In the exercise provided, we translate a word problem into a quadratic equation by defining the variables and setting up equations based on the given conditions. After expressing one variable in terms of the other and substituting, we reach a standard quadratic equation. Solving it reveals the parts we're looking for. The process is methodical and applies to diverse problems requiring quadratic solutions.

Algebraic Expressions

Algebraic expressions are the building blocks of algebra. They consist of numbers, variables, and arithmetic operations. In the context of our exercise, \( x + y = 10 \) and \( x * y = 13 + \sqrt{128} \) are two algebraic expressions that represent the sum and product of two parts we aim to find.

The expression's manipulation, such as isolating one variable and substituting into another equation, demonstrates the power of algebraic expressions in formulating and solving mathematical problems. By understanding how to manipulate these expressions, students can solve complex problems step-by-step.

Mathematical Problem Solving

Mathematical problem solving is more than just computation; it involves understanding the problem, devising a plan, carrying out the plan, and then looking back to check the results. The given exercise showcases this process: we start by defining variables, create equations based on the problem conditions, manipulate these equations, apply mathematical methods, and reach a solution that we can interpret in the context of the original problem.

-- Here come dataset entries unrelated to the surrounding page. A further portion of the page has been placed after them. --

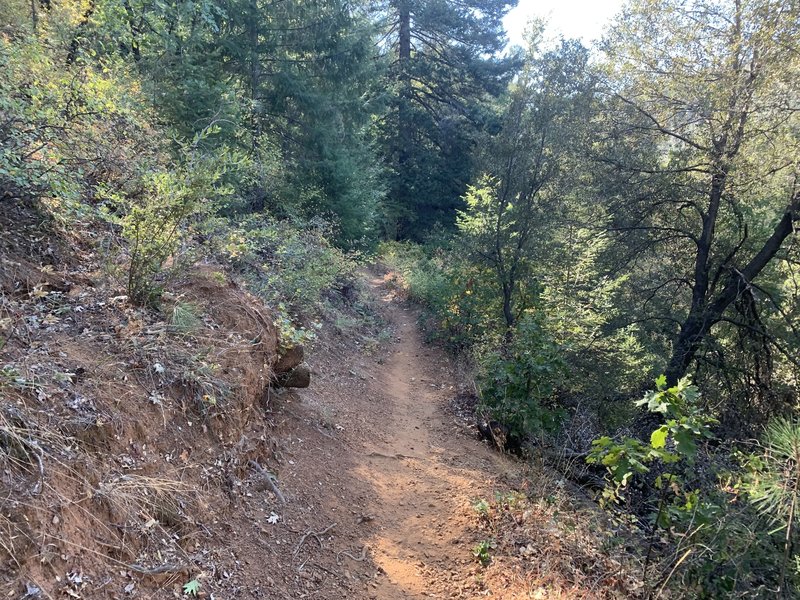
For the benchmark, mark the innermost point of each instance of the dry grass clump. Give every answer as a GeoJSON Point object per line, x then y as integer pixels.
{"type": "Point", "coordinates": [547, 546]}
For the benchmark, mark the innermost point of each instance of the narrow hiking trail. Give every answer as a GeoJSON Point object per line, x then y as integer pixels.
{"type": "Point", "coordinates": [380, 478]}
{"type": "Point", "coordinates": [425, 472]}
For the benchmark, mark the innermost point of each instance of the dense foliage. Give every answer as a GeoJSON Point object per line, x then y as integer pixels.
{"type": "Point", "coordinates": [591, 218]}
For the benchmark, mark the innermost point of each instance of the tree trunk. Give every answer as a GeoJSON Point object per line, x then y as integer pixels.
{"type": "Point", "coordinates": [700, 322]}
{"type": "Point", "coordinates": [404, 68]}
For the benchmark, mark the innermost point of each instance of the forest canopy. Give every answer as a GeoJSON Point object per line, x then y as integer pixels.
{"type": "Point", "coordinates": [578, 222]}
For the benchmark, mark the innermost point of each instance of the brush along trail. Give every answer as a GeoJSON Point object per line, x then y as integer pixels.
{"type": "Point", "coordinates": [380, 476]}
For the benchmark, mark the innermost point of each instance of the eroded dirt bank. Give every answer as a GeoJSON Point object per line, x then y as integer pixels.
{"type": "Point", "coordinates": [375, 461]}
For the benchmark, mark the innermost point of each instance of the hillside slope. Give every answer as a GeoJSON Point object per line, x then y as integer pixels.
{"type": "Point", "coordinates": [144, 454]}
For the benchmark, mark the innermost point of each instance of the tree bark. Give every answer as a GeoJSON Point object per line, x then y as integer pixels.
{"type": "Point", "coordinates": [404, 67]}
{"type": "Point", "coordinates": [700, 321]}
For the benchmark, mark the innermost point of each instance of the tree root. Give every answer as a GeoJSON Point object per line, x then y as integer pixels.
{"type": "Point", "coordinates": [315, 535]}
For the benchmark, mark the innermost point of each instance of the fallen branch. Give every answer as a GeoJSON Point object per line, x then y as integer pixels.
{"type": "Point", "coordinates": [315, 535]}
{"type": "Point", "coordinates": [350, 556]}
{"type": "Point", "coordinates": [156, 570]}
{"type": "Point", "coordinates": [269, 478]}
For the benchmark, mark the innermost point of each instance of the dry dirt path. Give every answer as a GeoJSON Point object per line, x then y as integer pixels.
{"type": "Point", "coordinates": [425, 471]}
{"type": "Point", "coordinates": [379, 474]}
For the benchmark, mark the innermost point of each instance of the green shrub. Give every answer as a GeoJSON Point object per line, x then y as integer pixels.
{"type": "Point", "coordinates": [517, 381]}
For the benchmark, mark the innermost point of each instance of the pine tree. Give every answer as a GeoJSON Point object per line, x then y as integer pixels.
{"type": "Point", "coordinates": [446, 63]}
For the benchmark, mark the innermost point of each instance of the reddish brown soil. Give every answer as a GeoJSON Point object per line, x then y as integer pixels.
{"type": "Point", "coordinates": [373, 458]}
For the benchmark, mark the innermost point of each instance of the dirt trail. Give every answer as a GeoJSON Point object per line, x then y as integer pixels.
{"type": "Point", "coordinates": [380, 478]}
{"type": "Point", "coordinates": [426, 472]}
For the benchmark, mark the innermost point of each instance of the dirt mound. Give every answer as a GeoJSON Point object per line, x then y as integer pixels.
{"type": "Point", "coordinates": [122, 429]}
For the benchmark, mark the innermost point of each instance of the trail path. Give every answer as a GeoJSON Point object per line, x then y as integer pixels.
{"type": "Point", "coordinates": [373, 456]}
{"type": "Point", "coordinates": [425, 471]}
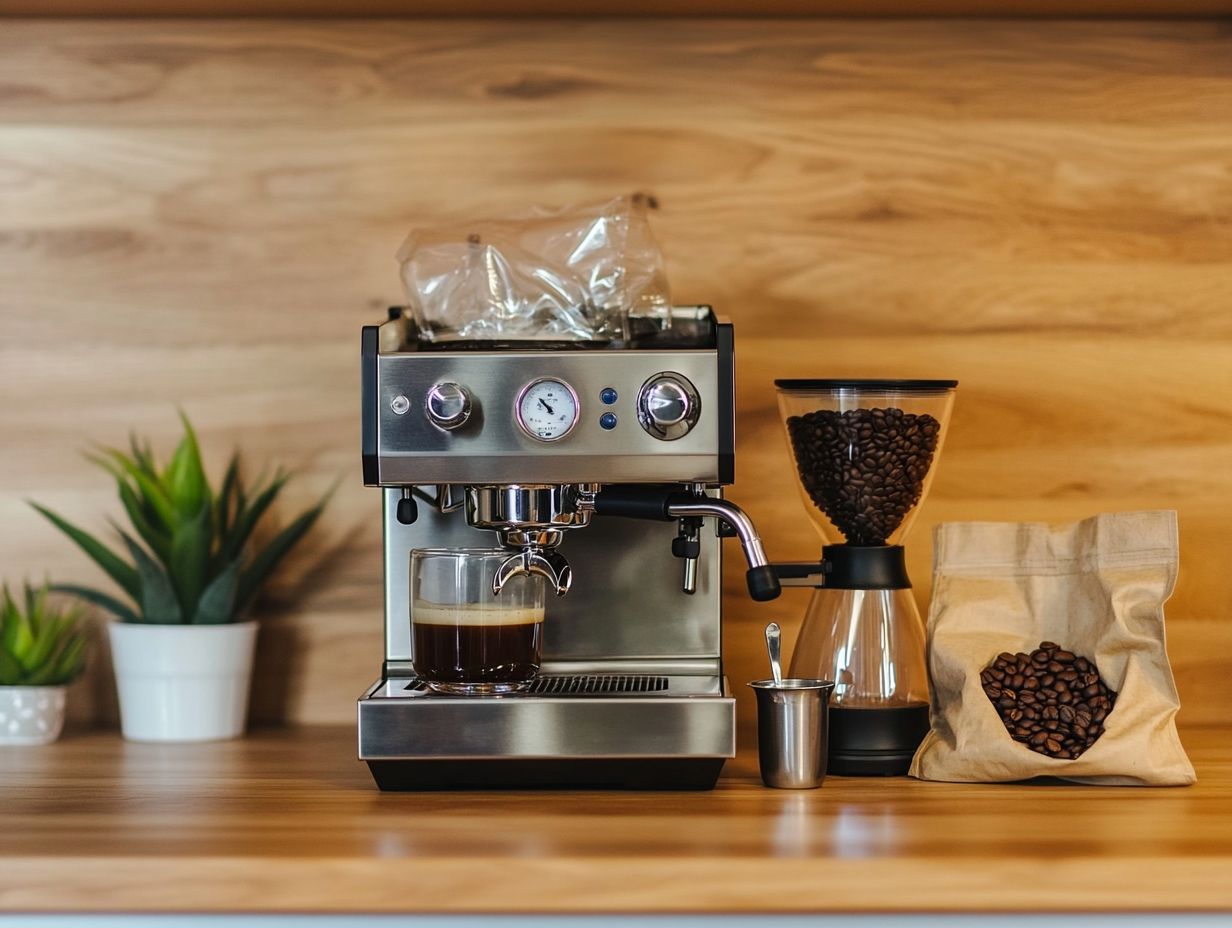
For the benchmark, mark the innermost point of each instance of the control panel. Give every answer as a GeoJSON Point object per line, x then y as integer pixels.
{"type": "Point", "coordinates": [548, 417]}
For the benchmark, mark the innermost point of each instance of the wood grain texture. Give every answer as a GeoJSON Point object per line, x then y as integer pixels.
{"type": "Point", "coordinates": [291, 821]}
{"type": "Point", "coordinates": [206, 212]}
{"type": "Point", "coordinates": [622, 9]}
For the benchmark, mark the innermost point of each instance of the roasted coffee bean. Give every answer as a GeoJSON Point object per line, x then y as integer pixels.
{"type": "Point", "coordinates": [1051, 700]}
{"type": "Point", "coordinates": [864, 468]}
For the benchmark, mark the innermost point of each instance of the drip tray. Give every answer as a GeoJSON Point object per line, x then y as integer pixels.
{"type": "Point", "coordinates": [585, 684]}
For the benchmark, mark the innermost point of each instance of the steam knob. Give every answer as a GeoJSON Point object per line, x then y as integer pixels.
{"type": "Point", "coordinates": [668, 406]}
{"type": "Point", "coordinates": [447, 406]}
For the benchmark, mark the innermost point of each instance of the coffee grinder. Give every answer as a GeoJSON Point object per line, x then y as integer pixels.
{"type": "Point", "coordinates": [865, 452]}
{"type": "Point", "coordinates": [598, 466]}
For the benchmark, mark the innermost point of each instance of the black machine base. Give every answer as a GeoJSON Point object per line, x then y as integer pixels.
{"type": "Point", "coordinates": [875, 742]}
{"type": "Point", "coordinates": [551, 773]}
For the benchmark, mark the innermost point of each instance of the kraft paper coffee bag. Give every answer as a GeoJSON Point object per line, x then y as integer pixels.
{"type": "Point", "coordinates": [1097, 588]}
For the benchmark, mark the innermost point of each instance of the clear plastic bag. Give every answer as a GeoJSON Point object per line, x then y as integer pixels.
{"type": "Point", "coordinates": [575, 274]}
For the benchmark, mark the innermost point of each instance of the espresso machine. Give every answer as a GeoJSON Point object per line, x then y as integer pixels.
{"type": "Point", "coordinates": [598, 466]}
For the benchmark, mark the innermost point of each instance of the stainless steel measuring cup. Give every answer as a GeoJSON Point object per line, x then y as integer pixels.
{"type": "Point", "coordinates": [792, 732]}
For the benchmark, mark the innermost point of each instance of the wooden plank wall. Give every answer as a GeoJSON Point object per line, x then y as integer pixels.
{"type": "Point", "coordinates": [203, 213]}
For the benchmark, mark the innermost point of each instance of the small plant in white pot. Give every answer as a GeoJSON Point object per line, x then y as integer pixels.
{"type": "Point", "coordinates": [42, 651]}
{"type": "Point", "coordinates": [181, 651]}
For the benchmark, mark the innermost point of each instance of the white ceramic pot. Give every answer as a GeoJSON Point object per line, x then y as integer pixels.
{"type": "Point", "coordinates": [31, 715]}
{"type": "Point", "coordinates": [182, 682]}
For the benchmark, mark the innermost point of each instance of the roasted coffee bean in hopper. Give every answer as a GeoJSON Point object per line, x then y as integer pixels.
{"type": "Point", "coordinates": [864, 468]}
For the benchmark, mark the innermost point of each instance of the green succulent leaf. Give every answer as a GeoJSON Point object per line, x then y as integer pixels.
{"type": "Point", "coordinates": [35, 646]}
{"type": "Point", "coordinates": [217, 604]}
{"type": "Point", "coordinates": [186, 482]}
{"type": "Point", "coordinates": [190, 560]}
{"type": "Point", "coordinates": [248, 516]}
{"type": "Point", "coordinates": [157, 537]}
{"type": "Point", "coordinates": [72, 659]}
{"type": "Point", "coordinates": [158, 599]}
{"type": "Point", "coordinates": [121, 610]}
{"type": "Point", "coordinates": [264, 563]}
{"type": "Point", "coordinates": [17, 640]}
{"type": "Point", "coordinates": [111, 563]}
{"type": "Point", "coordinates": [153, 494]}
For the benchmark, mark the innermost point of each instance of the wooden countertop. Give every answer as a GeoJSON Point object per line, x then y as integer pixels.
{"type": "Point", "coordinates": [290, 821]}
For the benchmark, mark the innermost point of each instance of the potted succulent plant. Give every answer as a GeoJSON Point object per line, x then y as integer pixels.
{"type": "Point", "coordinates": [42, 650]}
{"type": "Point", "coordinates": [182, 652]}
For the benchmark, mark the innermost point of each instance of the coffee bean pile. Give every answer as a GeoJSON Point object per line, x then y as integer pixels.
{"type": "Point", "coordinates": [864, 468]}
{"type": "Point", "coordinates": [1051, 700]}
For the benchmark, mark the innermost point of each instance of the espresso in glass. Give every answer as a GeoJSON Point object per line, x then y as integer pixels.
{"type": "Point", "coordinates": [466, 639]}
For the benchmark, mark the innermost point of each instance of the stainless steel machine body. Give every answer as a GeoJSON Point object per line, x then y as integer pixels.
{"type": "Point", "coordinates": [596, 493]}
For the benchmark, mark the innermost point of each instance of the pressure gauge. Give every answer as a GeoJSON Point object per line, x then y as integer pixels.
{"type": "Point", "coordinates": [547, 409]}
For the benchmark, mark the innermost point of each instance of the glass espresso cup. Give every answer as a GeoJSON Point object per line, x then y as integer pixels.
{"type": "Point", "coordinates": [465, 639]}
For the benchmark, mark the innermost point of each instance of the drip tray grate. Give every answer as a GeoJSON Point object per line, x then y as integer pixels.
{"type": "Point", "coordinates": [582, 684]}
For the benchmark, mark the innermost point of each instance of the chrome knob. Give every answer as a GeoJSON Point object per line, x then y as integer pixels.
{"type": "Point", "coordinates": [447, 406]}
{"type": "Point", "coordinates": [668, 406]}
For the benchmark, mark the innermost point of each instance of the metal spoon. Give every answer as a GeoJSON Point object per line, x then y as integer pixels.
{"type": "Point", "coordinates": [774, 646]}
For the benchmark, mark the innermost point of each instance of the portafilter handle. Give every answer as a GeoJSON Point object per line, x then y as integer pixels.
{"type": "Point", "coordinates": [543, 562]}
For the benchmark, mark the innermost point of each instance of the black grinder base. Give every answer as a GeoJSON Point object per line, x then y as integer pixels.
{"type": "Point", "coordinates": [875, 742]}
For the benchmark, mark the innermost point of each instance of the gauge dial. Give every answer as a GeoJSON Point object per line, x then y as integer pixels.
{"type": "Point", "coordinates": [547, 409]}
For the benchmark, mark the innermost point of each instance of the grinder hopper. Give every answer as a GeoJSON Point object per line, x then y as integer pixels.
{"type": "Point", "coordinates": [865, 452]}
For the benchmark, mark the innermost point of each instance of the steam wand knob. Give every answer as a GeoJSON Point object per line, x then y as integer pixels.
{"type": "Point", "coordinates": [408, 509]}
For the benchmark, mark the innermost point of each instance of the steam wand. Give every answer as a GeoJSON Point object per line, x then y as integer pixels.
{"type": "Point", "coordinates": [670, 503]}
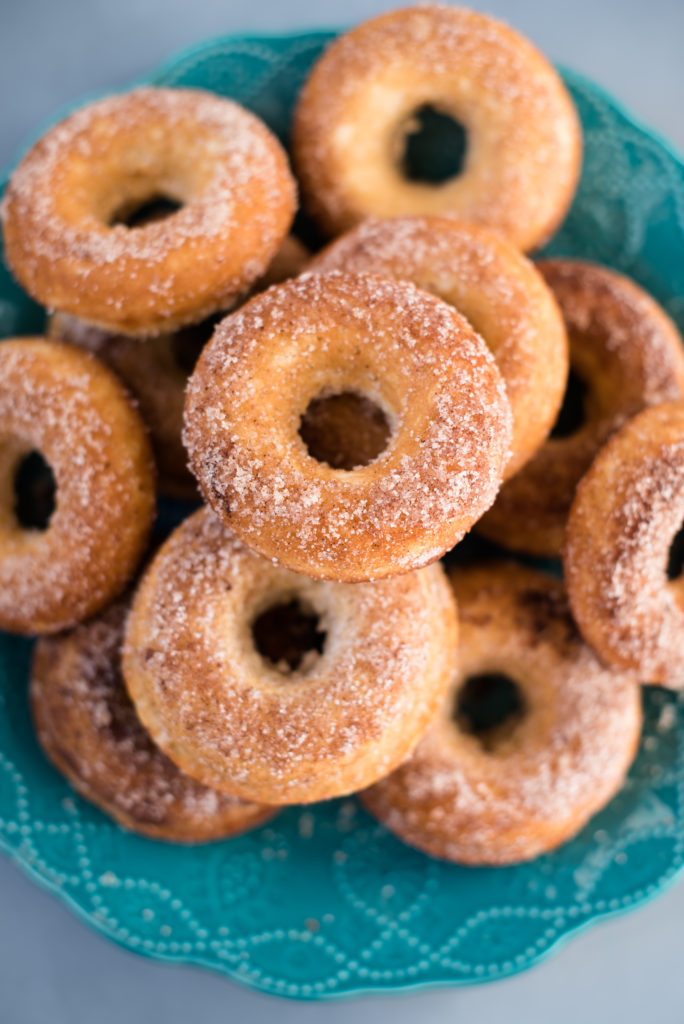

It's essential that students learn to transition from a written problem to an algebraic representation, and from there to employ various problem-solving techniques, such as the quadratic formula, to find solutions.

Quadratic Formula

The quadratic formula \( x = \frac{-b \pm \sqrt{b^2 - 4ac}}{2a} \) is used to find the solutions of a quadratic equation. It is derived from completing the square of a general quadratic equation and provides a direct way to find the roots of any quadratic equation.

Within our exercise, after arriving at a quadratic equation, we apply the quadratic formula. This step is crucial; it allows us to find the exact numerical values of the two parts that satisfy both the sum and the product conditions. By using the quadratic formula, we can solve what might otherwise be a complex equation through basic arithmetic operations.